Z. BRABANT

 

Historique

Les annuaires montréalais permettent de reconstituer assez fidèlement le parcours de Zéphirin Brabant.  Il est difficile de cerner ce qui l'a amené vers le monde médical puisqu'il est indiqué comme fabricant de malles dans les années 1880, puis contremaître à la fin de cette décennie.  Il est désigné herboriste en 1891, et en 1892 l'annuaire le dit Specialist in herbal remedies for stomach diseases, poorness of blood and secret complaints.  En 1889, il fit breveter un certain remède "pour la gastralgie, l'entérite, les flatuosités, les crampes, etc.

Il continue d'apparaître en tant qu'herboriste jusqu'en 1905.  Dans l'annuaire de 1906, il est devenu propriétaire de l'Institut Électro-Thérapique, dont la vocation n'est pas précisée.  Il restera à la tête de cet institut jusqu'à sa mort, survenue vers 1920 ou 1921.

On lui doit de nous avoir légué certains des plus beaux exemples de prose publicitaire, comme vous le verrez plus bas.

 

 

Publicité

Panacée du Père Lafitau

Source: Le Journal du Peuple, Montréal, vol.1, no.1, 2 février 1895.

 

INCROYABLE MAIS VRAI

La dyspepsie sous toutes ses formes, rhumatismes, gouttes, plaies, ulcères, dartres, épilepsie, phtisie, maladies du cœur, débilité, faiblesse, maladies spéciales à la femme, impuissance, stérilité, affections contagieuses, guérison sûre et certaine de toutes maladies anciennes, dites incurables, sans poisons qui empoisonnent et ruinent à jamais les plus fortes constitutions, etc.

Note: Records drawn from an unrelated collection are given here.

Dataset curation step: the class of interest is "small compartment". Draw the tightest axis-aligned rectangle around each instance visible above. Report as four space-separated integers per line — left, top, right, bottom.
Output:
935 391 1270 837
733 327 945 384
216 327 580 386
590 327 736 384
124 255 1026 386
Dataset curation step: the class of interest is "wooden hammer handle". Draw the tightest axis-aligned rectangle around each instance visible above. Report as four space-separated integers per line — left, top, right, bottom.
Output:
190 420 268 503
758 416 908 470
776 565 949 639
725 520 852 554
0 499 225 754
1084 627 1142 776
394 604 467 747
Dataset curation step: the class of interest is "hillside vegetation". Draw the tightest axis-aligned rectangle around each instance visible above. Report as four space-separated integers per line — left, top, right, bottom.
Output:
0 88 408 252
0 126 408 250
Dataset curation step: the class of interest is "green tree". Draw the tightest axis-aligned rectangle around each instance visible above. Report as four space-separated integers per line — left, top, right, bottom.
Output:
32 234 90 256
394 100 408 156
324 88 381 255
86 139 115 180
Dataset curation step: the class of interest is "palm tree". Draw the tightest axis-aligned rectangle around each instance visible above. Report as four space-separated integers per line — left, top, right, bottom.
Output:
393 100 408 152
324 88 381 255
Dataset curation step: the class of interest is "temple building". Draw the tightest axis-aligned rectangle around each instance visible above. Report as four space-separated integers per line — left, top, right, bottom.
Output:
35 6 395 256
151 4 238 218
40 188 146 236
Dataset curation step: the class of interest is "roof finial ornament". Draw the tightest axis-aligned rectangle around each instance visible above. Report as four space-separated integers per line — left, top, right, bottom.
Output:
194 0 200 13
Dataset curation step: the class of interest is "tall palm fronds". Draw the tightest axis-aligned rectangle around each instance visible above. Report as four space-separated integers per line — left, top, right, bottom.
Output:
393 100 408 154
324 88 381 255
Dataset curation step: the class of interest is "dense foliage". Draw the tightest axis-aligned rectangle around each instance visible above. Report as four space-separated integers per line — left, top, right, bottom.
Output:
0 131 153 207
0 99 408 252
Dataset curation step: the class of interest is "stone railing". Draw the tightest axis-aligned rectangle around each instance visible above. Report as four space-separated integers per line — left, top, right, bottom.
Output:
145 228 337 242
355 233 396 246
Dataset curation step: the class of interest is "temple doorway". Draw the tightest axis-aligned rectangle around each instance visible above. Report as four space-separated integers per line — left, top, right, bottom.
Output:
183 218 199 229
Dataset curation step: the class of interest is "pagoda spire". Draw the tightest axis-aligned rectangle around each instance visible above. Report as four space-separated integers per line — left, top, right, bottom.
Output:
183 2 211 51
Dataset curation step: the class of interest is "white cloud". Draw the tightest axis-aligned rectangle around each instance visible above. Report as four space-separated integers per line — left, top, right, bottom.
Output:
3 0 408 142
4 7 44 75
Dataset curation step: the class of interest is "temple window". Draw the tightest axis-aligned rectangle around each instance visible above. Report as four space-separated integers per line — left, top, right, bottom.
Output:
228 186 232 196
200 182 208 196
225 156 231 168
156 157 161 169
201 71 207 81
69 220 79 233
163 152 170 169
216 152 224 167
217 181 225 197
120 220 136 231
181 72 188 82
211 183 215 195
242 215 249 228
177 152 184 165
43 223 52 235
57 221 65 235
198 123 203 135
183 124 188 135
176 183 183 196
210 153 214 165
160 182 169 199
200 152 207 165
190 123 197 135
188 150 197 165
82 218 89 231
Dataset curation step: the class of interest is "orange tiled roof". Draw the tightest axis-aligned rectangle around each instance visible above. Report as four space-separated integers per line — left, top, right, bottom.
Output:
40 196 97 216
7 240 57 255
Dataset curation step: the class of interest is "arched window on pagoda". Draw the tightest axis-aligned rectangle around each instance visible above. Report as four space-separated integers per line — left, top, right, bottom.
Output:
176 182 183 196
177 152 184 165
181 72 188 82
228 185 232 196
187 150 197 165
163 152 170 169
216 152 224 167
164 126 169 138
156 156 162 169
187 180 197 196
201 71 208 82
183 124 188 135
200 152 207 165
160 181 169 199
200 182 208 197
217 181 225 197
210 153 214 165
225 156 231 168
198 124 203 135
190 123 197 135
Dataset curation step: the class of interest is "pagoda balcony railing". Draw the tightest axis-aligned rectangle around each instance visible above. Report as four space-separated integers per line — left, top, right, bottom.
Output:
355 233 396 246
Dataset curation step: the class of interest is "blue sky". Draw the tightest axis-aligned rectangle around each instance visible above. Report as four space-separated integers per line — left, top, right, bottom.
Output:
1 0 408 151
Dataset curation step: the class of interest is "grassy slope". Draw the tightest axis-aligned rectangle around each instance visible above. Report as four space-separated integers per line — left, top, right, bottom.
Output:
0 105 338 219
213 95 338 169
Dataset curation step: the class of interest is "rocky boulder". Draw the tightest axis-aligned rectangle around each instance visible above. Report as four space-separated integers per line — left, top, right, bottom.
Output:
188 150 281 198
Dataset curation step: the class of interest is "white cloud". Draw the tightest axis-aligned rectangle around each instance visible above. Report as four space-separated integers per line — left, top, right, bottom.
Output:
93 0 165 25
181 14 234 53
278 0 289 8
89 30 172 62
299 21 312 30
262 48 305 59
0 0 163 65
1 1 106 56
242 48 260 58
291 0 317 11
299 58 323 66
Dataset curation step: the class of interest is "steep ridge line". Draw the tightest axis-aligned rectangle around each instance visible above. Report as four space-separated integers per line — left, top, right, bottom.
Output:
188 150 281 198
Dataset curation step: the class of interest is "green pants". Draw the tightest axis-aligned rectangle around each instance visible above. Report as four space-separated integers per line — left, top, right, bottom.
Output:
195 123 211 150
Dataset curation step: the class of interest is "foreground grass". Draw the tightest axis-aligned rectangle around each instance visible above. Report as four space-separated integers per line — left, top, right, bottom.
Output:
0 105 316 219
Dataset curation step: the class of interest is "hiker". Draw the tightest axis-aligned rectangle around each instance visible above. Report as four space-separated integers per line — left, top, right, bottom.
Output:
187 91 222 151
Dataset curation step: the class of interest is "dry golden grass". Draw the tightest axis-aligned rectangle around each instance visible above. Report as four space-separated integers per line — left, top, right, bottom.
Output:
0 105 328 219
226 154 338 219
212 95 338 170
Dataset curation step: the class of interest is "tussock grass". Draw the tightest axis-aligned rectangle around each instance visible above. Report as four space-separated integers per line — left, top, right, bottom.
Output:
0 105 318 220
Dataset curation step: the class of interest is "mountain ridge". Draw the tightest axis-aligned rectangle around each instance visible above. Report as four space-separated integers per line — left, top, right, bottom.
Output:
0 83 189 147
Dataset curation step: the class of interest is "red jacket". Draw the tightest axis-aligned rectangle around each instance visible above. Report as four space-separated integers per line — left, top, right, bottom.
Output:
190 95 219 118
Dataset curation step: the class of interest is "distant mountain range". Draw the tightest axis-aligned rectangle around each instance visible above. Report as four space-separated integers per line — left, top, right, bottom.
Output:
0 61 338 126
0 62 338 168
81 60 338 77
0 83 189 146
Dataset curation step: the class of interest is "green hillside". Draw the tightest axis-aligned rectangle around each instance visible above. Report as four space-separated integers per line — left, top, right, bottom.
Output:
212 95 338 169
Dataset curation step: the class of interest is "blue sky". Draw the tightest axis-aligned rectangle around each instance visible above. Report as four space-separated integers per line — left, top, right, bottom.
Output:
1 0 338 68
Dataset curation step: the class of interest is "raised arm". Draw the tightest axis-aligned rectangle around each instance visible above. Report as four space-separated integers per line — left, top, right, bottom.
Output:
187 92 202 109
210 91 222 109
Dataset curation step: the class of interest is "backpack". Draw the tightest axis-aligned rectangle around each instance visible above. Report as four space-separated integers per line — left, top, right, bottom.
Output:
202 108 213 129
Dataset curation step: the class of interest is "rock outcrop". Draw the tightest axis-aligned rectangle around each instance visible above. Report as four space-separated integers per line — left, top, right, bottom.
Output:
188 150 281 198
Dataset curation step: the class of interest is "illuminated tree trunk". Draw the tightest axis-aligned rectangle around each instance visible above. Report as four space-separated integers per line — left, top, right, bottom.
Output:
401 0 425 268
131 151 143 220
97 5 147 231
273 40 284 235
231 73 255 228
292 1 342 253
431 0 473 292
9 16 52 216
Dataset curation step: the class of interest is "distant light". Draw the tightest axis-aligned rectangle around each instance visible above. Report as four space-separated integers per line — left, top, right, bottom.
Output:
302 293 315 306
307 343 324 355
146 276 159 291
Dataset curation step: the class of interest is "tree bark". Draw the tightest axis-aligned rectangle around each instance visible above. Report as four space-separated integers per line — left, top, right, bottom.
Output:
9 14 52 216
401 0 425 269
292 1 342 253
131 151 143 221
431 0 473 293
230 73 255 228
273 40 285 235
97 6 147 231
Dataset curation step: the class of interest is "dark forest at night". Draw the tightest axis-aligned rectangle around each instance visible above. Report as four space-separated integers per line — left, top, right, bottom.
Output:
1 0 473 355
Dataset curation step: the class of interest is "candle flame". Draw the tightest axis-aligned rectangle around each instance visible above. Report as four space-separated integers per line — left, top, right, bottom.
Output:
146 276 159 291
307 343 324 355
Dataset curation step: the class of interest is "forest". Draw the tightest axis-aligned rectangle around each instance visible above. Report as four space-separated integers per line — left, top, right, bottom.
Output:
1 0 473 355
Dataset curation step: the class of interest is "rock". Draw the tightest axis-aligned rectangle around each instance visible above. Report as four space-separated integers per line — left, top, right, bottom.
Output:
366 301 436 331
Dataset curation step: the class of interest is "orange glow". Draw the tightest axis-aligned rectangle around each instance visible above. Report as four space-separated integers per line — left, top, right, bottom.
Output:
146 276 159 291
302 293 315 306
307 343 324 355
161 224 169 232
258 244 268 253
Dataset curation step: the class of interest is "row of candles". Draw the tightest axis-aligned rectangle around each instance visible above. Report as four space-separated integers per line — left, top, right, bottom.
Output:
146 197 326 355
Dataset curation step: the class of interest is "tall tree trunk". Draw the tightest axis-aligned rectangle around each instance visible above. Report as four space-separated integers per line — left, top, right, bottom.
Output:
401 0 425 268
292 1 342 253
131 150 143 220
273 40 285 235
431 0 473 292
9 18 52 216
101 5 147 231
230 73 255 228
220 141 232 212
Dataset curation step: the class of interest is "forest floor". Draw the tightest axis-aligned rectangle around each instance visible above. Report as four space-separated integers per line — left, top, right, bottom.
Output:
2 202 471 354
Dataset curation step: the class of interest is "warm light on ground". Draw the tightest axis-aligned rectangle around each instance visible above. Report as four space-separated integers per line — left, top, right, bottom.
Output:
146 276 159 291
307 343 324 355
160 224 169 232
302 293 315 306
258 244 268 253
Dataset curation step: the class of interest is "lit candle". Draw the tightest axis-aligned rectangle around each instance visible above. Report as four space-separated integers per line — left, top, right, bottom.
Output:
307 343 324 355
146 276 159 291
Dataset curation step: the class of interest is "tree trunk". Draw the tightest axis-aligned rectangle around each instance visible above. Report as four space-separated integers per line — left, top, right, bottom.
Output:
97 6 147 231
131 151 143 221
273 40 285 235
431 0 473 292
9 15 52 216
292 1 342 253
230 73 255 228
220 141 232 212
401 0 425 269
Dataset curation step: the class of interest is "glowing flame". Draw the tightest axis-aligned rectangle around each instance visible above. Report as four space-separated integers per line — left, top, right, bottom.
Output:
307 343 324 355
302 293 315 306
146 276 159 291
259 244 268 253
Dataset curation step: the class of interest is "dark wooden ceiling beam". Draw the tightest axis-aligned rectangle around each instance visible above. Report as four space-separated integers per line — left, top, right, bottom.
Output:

M. Z. Brabant, Herboriste pratique, invite les malades les plus désemparés de venir le voir au No.2242 rue Notre-Dame, Montréal, où ils seront sûrs d’être soignés avec des herbes, des plantes, des tisanes, les remèdes que nos pères se servaient, et ils s’en trouvaient bien.

Source: La Patrie, Montréal, 5 février 1895.

 

À ceux qui disent que la dyspepsie ne se guérit pas

Après avoir souffert de dyspepsie pendant 7 ans, dire combien j’étais malheureux, personne ne peut s’en faire une idée.  Non seulement je souffrais de difficulté dans ma digestion mais j’étais toujours constipé, vomissement après les repas, l’estomac était rempli de vents, inflammation de rognons, avec attaque de consomption.

La nuit il m’était impossible de dormir, tant mes nerfs étaient agités.  Après avoir pris des centaines de remèdes sans résultat, une personne mourante de cette maladie dit avoir été guérie d’une manière miraculeuse par m. Z. Brabant, Herboriste.  Je décidai donc de prendre de ses remèdes.  Grâce à son traitement habile, je fus guéri en un mois.